What do you guys think?
[1] Do note that there are always exceptions in nature!
[2] That is, if you happen to have an allergic reaction to its sting
[3] Soh, Z. W. W., & Ngiam, R. W. J. (2013). Flower-visiting bees and wasps in Singapore Parks (Insecta: Hymenoptera). Nature in Singapore, 6, 153-172.
[4] some don’t even have stings!
[5] Perhaps this would be a good time to brush up your knowledge of the 3 hornets we have in Singapore.
[6] They seem to be able to survive in urban parks, forests, and mangroves
Great analysis Jia Xin!
However I would just like to point out that the sampling effort is probably not consistent between every part of Singapore, and hence I don’t think it is fair to conclude whether a species is an adapter, avoider or exploiter solely based on the location data given in the spreadsheet. (Also, if you examine closer, some of the data was from the specimens collected in the Entomology module where students are only allowed to sample outside of restricted areas.)
Cheers!
Max
Hey Jiaxin!
I think your point on how land cover changes over time can affect our analysis of a species’ distribution was spot on. It really shows how historical data needs to be rigorously analysed to avoid misinterpreting the results.
At the same time, it can reveal interesting trends. For example if a species is truly an urban adapter, we would likely see their distribution spread out as the urban matrix develops.
Also, I think the picture of the Apis dorsata you have is actually a Xylocopa bee.
how about thinking about the other ways in which the dataset is or is not sufficient to reveal the position of each species on the avoider-to-exploiter spectrum. if it’s not sufficient, what would you like to know ?

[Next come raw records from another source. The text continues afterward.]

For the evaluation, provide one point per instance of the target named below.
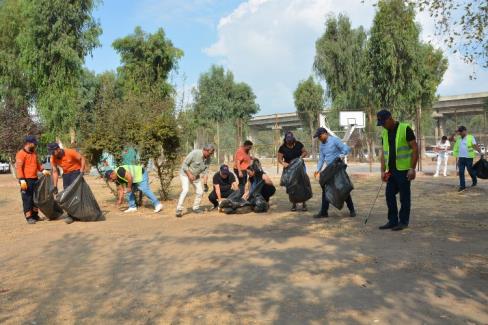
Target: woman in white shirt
(442, 149)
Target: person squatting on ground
(27, 165)
(463, 150)
(242, 160)
(331, 148)
(194, 166)
(256, 175)
(289, 150)
(398, 161)
(224, 183)
(130, 178)
(442, 149)
(72, 164)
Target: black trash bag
(44, 199)
(235, 204)
(336, 183)
(260, 205)
(78, 201)
(297, 182)
(481, 168)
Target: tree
(309, 102)
(147, 60)
(136, 106)
(462, 24)
(16, 96)
(393, 58)
(56, 37)
(339, 61)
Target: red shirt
(26, 164)
(69, 162)
(243, 157)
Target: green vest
(134, 170)
(403, 150)
(469, 144)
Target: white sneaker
(158, 208)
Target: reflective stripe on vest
(469, 144)
(134, 170)
(403, 150)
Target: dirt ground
(277, 268)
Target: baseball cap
(224, 169)
(319, 132)
(30, 139)
(107, 173)
(382, 116)
(51, 147)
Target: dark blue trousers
(398, 183)
(324, 210)
(68, 179)
(466, 163)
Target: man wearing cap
(398, 161)
(291, 149)
(242, 160)
(463, 150)
(71, 162)
(330, 149)
(132, 177)
(194, 166)
(27, 165)
(225, 184)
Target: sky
(269, 44)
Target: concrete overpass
(446, 107)
(450, 107)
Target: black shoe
(30, 221)
(69, 220)
(319, 216)
(400, 227)
(387, 226)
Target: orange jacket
(244, 158)
(69, 162)
(26, 164)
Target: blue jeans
(324, 210)
(143, 186)
(398, 183)
(466, 163)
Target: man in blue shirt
(331, 148)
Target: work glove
(23, 185)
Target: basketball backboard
(350, 118)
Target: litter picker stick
(374, 202)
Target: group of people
(399, 156)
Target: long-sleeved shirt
(331, 150)
(195, 163)
(27, 164)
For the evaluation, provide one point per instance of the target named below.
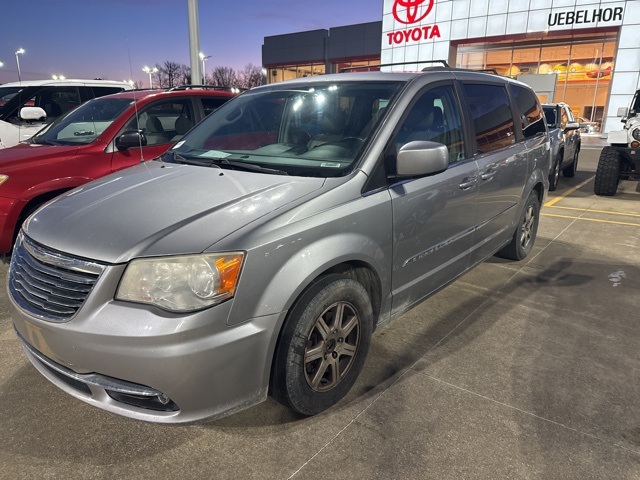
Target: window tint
(530, 111)
(211, 104)
(164, 122)
(491, 115)
(435, 117)
(85, 123)
(550, 115)
(565, 117)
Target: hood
(160, 209)
(19, 154)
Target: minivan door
(161, 125)
(502, 166)
(433, 216)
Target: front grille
(48, 284)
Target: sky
(114, 39)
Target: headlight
(181, 284)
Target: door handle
(468, 182)
(488, 175)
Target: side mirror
(571, 126)
(422, 158)
(33, 114)
(131, 139)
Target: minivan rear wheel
(526, 232)
(323, 345)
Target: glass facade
(583, 65)
(289, 72)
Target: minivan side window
(531, 116)
(435, 117)
(163, 122)
(491, 116)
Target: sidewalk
(594, 141)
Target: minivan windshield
(6, 94)
(309, 130)
(84, 124)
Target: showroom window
(583, 65)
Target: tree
(250, 76)
(224, 77)
(170, 74)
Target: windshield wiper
(247, 166)
(219, 162)
(43, 142)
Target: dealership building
(582, 52)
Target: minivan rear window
(491, 115)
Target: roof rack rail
(350, 69)
(206, 87)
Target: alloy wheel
(332, 346)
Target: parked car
(25, 107)
(564, 132)
(588, 127)
(102, 136)
(260, 252)
(621, 159)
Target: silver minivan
(258, 255)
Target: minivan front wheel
(525, 234)
(323, 345)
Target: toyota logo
(412, 8)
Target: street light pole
(204, 58)
(148, 70)
(20, 51)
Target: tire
(607, 173)
(526, 231)
(323, 345)
(570, 171)
(554, 174)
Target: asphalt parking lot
(517, 370)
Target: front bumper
(147, 364)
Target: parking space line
(591, 219)
(606, 212)
(568, 192)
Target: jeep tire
(607, 173)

also, PLEASE DO NOT RUN if you encounter a bee, wasp or hornet. if a venomous species lands on you, it is highly unlikely to sting you if you remain still. but if you flail or swat at it or run, that increases your chances of being stung. on the other hand, if you accidentally stumble upon a nest and do get stung, it’s important to leave the area as quickly as possible. many species release an alarm pheromone when there’s an ‘intruder’ and its purpose is to call in reinforcements. you do NOT want to be stung repeatedly ! See the link below for more advice on how to deal with stings.
http://www.mayoclinic.org/first-aid/first-aid-insect-bites/basics/art-20056593
“how about thinking about the other ways in which the dataset is or is not sufficient to reveal the position of each species on the avoider-to-exploiter spectrum. if it’s not sufficient, what would you like to know ?”

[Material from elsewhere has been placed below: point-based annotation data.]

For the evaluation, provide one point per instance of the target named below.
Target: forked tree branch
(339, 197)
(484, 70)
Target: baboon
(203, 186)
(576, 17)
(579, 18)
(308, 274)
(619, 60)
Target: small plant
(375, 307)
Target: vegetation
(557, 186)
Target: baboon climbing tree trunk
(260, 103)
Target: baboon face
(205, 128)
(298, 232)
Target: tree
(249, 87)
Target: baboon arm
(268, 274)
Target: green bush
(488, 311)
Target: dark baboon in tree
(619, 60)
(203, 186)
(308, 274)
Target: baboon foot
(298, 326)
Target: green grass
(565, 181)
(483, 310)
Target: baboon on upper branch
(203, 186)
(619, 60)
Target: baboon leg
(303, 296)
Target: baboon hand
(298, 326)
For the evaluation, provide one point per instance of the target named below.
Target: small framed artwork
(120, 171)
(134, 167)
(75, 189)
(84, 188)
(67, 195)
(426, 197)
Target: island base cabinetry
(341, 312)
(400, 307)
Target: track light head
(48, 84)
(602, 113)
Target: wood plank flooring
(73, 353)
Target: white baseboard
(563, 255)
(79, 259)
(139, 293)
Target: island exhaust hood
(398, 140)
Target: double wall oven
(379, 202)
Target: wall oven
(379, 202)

In response to this, I believe that the data set is not sufficient to reveal whether each species is an avoider, adapter or exploiter due to the high likelihood of uneven sampling between the different habitat types. This can be corrected if the sampling effort was made the same.

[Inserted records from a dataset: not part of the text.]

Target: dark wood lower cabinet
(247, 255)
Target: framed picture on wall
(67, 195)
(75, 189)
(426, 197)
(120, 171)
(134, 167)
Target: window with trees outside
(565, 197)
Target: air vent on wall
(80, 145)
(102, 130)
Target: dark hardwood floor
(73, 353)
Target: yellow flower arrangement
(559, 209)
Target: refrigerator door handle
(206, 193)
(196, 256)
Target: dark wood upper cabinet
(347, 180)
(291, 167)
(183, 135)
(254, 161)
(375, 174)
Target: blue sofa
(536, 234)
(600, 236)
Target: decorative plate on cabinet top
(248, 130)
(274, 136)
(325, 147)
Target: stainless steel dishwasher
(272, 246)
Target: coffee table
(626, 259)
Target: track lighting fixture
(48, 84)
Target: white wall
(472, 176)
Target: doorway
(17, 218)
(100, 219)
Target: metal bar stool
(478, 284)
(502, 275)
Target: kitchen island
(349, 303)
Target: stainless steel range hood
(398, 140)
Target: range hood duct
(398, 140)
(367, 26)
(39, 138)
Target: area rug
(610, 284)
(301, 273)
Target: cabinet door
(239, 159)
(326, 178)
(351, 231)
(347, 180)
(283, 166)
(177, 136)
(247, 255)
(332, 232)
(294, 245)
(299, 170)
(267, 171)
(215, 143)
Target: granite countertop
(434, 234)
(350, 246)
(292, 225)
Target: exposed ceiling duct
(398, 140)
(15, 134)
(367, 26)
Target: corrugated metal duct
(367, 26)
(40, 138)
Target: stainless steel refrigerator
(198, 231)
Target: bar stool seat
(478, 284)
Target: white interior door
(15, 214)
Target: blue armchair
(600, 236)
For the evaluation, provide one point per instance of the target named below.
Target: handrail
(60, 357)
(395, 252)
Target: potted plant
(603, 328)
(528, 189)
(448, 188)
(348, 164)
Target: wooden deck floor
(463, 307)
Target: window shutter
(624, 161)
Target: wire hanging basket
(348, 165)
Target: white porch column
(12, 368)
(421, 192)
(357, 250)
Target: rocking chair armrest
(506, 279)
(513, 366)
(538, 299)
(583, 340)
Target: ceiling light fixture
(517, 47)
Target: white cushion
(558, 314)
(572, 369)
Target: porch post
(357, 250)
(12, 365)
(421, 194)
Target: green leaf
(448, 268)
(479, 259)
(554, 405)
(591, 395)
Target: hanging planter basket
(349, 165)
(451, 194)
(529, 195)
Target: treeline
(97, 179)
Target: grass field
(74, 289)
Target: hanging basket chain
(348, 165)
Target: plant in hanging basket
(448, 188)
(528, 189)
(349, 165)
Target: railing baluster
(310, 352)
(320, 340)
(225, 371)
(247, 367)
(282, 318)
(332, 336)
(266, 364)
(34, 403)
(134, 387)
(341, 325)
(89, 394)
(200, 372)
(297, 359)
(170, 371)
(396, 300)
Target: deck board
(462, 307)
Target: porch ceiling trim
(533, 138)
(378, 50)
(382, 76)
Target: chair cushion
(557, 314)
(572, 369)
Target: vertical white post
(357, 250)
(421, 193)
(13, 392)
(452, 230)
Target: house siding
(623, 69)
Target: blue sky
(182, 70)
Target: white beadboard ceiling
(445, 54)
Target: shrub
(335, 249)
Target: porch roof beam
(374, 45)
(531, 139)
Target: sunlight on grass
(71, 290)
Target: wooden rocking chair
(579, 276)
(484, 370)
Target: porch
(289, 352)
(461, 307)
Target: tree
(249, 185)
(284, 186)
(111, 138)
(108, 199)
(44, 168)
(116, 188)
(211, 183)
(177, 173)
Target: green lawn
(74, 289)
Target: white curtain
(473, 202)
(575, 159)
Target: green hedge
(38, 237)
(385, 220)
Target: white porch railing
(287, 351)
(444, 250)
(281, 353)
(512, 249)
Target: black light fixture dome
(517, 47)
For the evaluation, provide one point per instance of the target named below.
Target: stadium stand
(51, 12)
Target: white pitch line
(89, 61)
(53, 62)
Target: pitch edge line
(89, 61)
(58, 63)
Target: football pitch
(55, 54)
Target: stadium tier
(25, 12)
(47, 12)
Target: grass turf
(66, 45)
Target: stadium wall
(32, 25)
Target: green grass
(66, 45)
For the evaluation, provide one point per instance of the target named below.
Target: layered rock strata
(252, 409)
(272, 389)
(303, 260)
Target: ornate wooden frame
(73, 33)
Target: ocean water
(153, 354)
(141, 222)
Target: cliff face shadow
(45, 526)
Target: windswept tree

However, I do still believe that the data set has its merits in informing laymen/researchers about where each species have been found so far (just not enough to firmly determine if it is an avoider/exploiter), and this can be used for research or recreational purposes (bee watching anyone?).
The data set could potentially also be used to see if there is a relationship between a parasitic wasp/bee that lays its eggs in another wasp/bee’s nest by plotting the distribution on CartoDB (I asked the RA in class but I can’t recall which were the examples he gave). We would expect to find the nest parasite to be found in the same areas as the host bee/wasp. It can also be used if we know which areas the parasite can be found but have no clue where the host is found. Then, we can use the clues from the distribution of the parasite and sample those particular sites.